Fixation preference for the binocular fixation pattern was evaluated by covering the child’s dominant fixating eye, forcing the deviating eye to fixate. After the fixation of the deviating eye stabilized, the cover was removed, and the fixating eye was observed for the duration required to resume fixation. Anisometropia was defined as a spherical equivalent difference of more than 1.5 diopters (D) between the two eyes. Amblyopia was defined as two or more lines of interocular differences in the Snellen VA. Patients with a difference of two lines or more in VA in each eye were considered to have amblyopia and primarily treated with part-time [7, 8] or full-time occlusion treatment [9] along with spectacle-wearing. Fresnel prism treatment was considered when there was no improvement in vision after at least six months of occlusion treatment.

The angle of deviation was determined by performing a simultaneous prism cover test, which was performed by an experienced physician (SJK). We analyzed the angle of tropia instead of the angle of phoria. If there was a disparity between near and distance deviation angles, Fresnel prisms were prescribed based on the larger value. Sensory fusion was tested using the Worth-4-Dot test near (0.33 m) and at a distance (6 m). Stereoacuity was measured using the Titmus stereo test (Stereo Optical, Chicago, IL, USA). If the patient had no measurable stereoacuity where the largest disparity could not be passed, a value of 6000 arcsecs was assigned to nil stereopsis for statistical analysis. All values were transformed to log arcsec for the analysis [5, 10]. We analyzed the results before and after management using a Fresnel prism.

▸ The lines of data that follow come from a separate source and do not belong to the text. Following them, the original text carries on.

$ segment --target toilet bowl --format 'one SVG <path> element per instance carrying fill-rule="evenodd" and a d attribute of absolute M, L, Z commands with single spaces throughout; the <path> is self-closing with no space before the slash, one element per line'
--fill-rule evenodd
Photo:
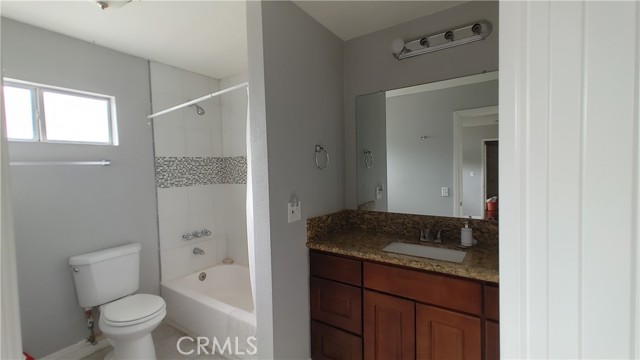
<path fill-rule="evenodd" d="M 139 243 L 69 258 L 78 305 L 100 307 L 98 325 L 113 351 L 107 359 L 155 360 L 151 332 L 167 314 L 161 297 L 135 294 L 140 284 Z"/>
<path fill-rule="evenodd" d="M 164 300 L 136 294 L 100 307 L 100 330 L 113 346 L 105 359 L 155 359 L 151 332 L 167 314 Z"/>

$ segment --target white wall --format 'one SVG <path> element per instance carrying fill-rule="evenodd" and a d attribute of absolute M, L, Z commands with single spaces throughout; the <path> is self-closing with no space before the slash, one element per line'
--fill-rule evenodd
<path fill-rule="evenodd" d="M 305 219 L 344 208 L 343 42 L 291 2 L 262 3 L 262 39 L 273 356 L 304 359 L 310 356 Z M 250 64 L 260 61 L 249 49 Z M 331 155 L 324 171 L 314 163 L 316 144 Z M 302 201 L 302 221 L 289 224 L 287 202 L 294 194 Z"/>
<path fill-rule="evenodd" d="M 398 61 L 391 55 L 394 38 L 414 39 L 479 19 L 493 32 L 483 41 Z M 380 90 L 430 83 L 498 69 L 498 2 L 472 1 L 406 22 L 344 44 L 346 206 L 357 206 L 355 97 Z"/>
<path fill-rule="evenodd" d="M 462 216 L 484 217 L 482 140 L 497 139 L 498 125 L 462 128 Z M 473 173 L 473 175 L 471 175 Z"/>
<path fill-rule="evenodd" d="M 639 358 L 640 4 L 500 18 L 501 356 Z"/>
<path fill-rule="evenodd" d="M 246 74 L 217 80 L 151 62 L 153 111 L 245 81 Z M 189 174 L 199 172 L 192 165 L 199 166 L 200 159 L 245 157 L 246 91 L 239 89 L 198 105 L 205 110 L 204 115 L 187 107 L 153 120 L 156 157 L 180 158 L 177 161 L 186 164 Z M 157 171 L 159 178 L 177 175 L 163 167 Z M 225 257 L 248 265 L 246 184 L 220 182 L 218 177 L 219 174 L 208 173 L 202 181 L 190 184 L 158 182 L 162 281 L 219 264 Z M 182 238 L 185 233 L 202 229 L 213 234 L 192 240 Z M 195 255 L 195 247 L 205 254 Z"/>
<path fill-rule="evenodd" d="M 496 80 L 387 98 L 389 211 L 453 216 L 453 113 L 497 103 Z"/>
<path fill-rule="evenodd" d="M 271 271 L 271 216 L 269 209 L 269 164 L 267 149 L 267 116 L 265 64 L 262 26 L 262 3 L 247 3 L 247 48 L 249 54 L 249 149 L 247 162 L 253 174 L 247 182 L 253 196 L 247 202 L 253 218 L 247 221 L 253 233 L 254 246 L 249 260 L 255 264 L 256 338 L 259 359 L 274 358 L 273 344 L 273 279 Z M 251 224 L 253 222 L 253 224 Z"/>
<path fill-rule="evenodd" d="M 248 74 L 240 74 L 220 80 L 220 88 L 249 81 Z M 247 91 L 238 89 L 220 96 L 222 119 L 222 153 L 224 156 L 247 156 Z M 249 266 L 247 249 L 247 186 L 245 184 L 221 184 L 227 198 L 227 256 L 236 263 Z"/>
<path fill-rule="evenodd" d="M 120 145 L 12 143 L 12 160 L 110 159 L 109 167 L 12 167 L 24 350 L 88 336 L 72 255 L 142 244 L 140 291 L 159 287 L 149 69 L 143 59 L 2 19 L 3 76 L 116 97 Z"/>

Management with Fresnel prism

Base-out Fresnel press-on prisms (3 M Press-On Optics; 3 M Health Care, St Paul, Minnesota, USA) were applied to the posterior surface of the glasses over the dominant eye. The prism was prescribed according to the angle of esodeviation to make the patient orthotropic after wearing glasses with a Fresnel prism [6]. The first follow-up was performed 2 months later, and more prisms were added if patients presented with remained esotropia after prismatic correction on follow-up visits. The Fresnel prism was discontinued when the patient consistently exhibited esodeviation ≤ 4 PD [5] during two consecutive visits with the previously prescribed Fresnel prism. Alternatively, if there was a continuous increase in esodeviation with prism adaptation, the procedure was discontinued.

Group classification

Patients were categorized into two groups based on treatment success, which was assessed based on both motor and VA aspects. Motor success was defined as having residual esotropia ≤ 8 PD after discontinuing Fresnel prism in patients with initial esotropia > 8 PD and a 30% decrease of esotropia in those with initial esotropia ≤ 8 PD. VA success was defined as VA improvement of more than 0.2 logMAR in the non-dominant eye.

Main outcome measures

The following parameters were reviewed before and after Fresnel prism treatment: age, sex, refractive error, VA, presence of amblyopia, angle of deviation, and stereoacuity. Subgroup analysis was performed according to the final motor and VA outcomes.

Statistical analysis

All statistical analyses were performed using SPSS software (version 27.0; IBM, Armonk, NY, USA). Fisher’s exact test was used to compare categorical variables between the two groups. The Mann–Whitney U test was used for continuous variables. Statistical significance was set at p values < 0.05.

Results

A total of 32 patients were included in this study (Table 1). The mean age of the patients at the first visit was 3.0 ± 1.4 years. Twenty-seven patients were diagnosed with accommodative esotropia and 5 with non-accommodative esotropia. Four patients underwent strabismus surgery before Fresnel prism treatment (two underwent BMR recession for partial accommodative esotropia and two BMR recession for infantile esotropia).

Table 1.

Demographics and clinical characteristics of the patients

Variables N = 32
Diagnosis (accommodative ET:non-accommodative ET) 27:5
Sex (male:female) 10:22
Age of onset (years) 2.2 ± 1.3 (0.3–5)
Age of first hospital visit (years) 3.0 ± 1.4 (0.3–6.5)
Age at prescription of FP (years) 4.9 ± 1.9 (1–11)
Cycloplegic refractive errors (D)
 Dominant eye 3.06 ± 2.42 (− 1.00 to + 10.25)
 Non-dominant eye 3.77 ± 2.43 (− 1.50 to + 11.00 D)
VA (logMAR) N = 26
 Dominant eye 0.10 ± 0.13 (− 0.08 to + 0.40)
 Non-dominant eye 0.26 ± 0.20 (0.00 to + 0.70)
Anisometropia (n, %) 5/32 (15.6%)
Amblyopia (n, %) 20/26 (76.9%)
Initial angle of esodeviation
 Distance 6.92 ± 4.66 (0–20)
 Near 10.53 ± 5.58 (4–20)
Initial stereoacuities (log arcsec) (n = 12) 3.08 ± 0.76
Duration of FP (months) 10.47 ± 6.60 (4–28)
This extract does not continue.